The play begins with a brilliant short film sequence, projected in blurry black and white video on a white sheet, of a young woman being tortured in 1947, at the height of the Stalin-era drive to turn Estonia into a model Soviet republic and crush the remnants of a partisan movement hiding in the forests. Past and present collide violently for Aliide, an ageing Estonian woman living on her own in a cottage in newly independent post-Soviet Estonia, when she finds a distressed young woman fugitive taking shelter in her yard. Zara is clearly a prostitute on the run from her pimps -- that much is quickly established -- but her real identity only emerges at the end of act one. Aliide is forced to confront her own past and the betrayal of her sister to the occupying Russians. Married to a loyal communist who is the chairman of a collective farm, her real passion is for her brother-in-law Hans, an anti-Soviet partisan whom she hides in the cellar for years and who her husband believes to be dead.
It's a cracking storyline which is full of drama and incident, and it moves fluidly between past and present. Aliide as an old woman sits on stage and watches her younger self opening and shutting Hans's hiding place, and scrubbing his naked back in a failed attempt at seduction. I like the play's structure but at times the exposition is over-heavy, with actors reciting slabs of political history to each other for the audience's benefit. Having wrestled myself with writing this sort of play, flitting between past and present and faced with the dilemma of deciding how much background the audience needs, I'm sympathetic to Oksanen here but the treatment feels too novelistic. How many people, even in her native Finland, know enough about Soviet history to be familiar with the Stalin-era legend of Pavlik Morozov, the boy-hero who denounced his parents and was subsequently murdered by 'kulaks' (richer peasants)? This story sits awkwardly on the lips of Zara, a product of perestroika-era Vladivostok, who would probably never have heard of Pavlik.
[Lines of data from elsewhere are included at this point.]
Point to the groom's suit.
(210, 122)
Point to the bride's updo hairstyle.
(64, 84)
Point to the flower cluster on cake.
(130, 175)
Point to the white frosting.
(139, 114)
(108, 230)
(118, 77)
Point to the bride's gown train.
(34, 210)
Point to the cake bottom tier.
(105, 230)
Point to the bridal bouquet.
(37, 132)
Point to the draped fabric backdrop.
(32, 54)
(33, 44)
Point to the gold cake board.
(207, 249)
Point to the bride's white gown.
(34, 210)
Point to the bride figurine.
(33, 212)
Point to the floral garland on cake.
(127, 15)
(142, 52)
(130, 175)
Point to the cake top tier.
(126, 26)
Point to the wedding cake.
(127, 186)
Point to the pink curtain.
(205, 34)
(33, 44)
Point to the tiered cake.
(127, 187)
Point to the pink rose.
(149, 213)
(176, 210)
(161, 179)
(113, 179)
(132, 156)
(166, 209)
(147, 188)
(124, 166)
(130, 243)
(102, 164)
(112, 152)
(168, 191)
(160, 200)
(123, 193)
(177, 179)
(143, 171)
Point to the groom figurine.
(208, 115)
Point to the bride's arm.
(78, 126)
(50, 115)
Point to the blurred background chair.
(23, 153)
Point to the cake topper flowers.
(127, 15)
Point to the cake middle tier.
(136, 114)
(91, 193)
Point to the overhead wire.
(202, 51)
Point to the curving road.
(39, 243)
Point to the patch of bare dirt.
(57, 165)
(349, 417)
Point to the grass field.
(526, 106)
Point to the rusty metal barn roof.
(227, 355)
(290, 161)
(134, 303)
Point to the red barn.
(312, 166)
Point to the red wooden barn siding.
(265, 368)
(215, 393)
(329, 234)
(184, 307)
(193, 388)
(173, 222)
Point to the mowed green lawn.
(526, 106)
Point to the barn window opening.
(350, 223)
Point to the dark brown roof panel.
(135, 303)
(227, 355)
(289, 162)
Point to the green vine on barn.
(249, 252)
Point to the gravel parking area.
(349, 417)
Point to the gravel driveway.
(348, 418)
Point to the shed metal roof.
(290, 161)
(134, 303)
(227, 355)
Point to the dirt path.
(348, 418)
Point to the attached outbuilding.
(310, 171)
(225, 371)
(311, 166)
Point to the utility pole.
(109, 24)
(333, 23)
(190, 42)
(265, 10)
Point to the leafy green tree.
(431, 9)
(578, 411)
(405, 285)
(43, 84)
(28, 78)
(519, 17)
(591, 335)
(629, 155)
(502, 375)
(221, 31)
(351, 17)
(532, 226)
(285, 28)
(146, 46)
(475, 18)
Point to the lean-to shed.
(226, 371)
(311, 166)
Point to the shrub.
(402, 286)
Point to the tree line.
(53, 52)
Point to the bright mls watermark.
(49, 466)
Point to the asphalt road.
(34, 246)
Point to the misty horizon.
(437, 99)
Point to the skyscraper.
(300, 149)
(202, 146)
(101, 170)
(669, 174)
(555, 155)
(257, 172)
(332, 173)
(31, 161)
The play is over-reliant on physical action and lacking in psychological depth; the crucial moment when Aliide denounces her sister and allows her to be sent to Siberia is missing. Oksanen paints her characters in black and white, not allowing for the various moral shades of grey which characterised the complex world of the Soviet Union. Martin the collective farm chairman talks like an editorial from Pravda even to his wife; Oksanen's characterisation and dialogue don't make room for the essential elements of doublethink and doubletalk in the world of communist ideology, and the gap between public and private language. The two ex-KGB pimps pursuing Zara are also fairly one-dimensional.
There is some good acting in this play by a well-balanced cast; the storyline might seem far-fetched but stranger things happened in the awful world of the Gulag, and to me it felt totally plausible. What I found lacking was an ear for the subtleties and ambiguities of Soviet life. The action is vivid, but always teeters on the brink of tipping from drama into melodrama because of thin characterisation.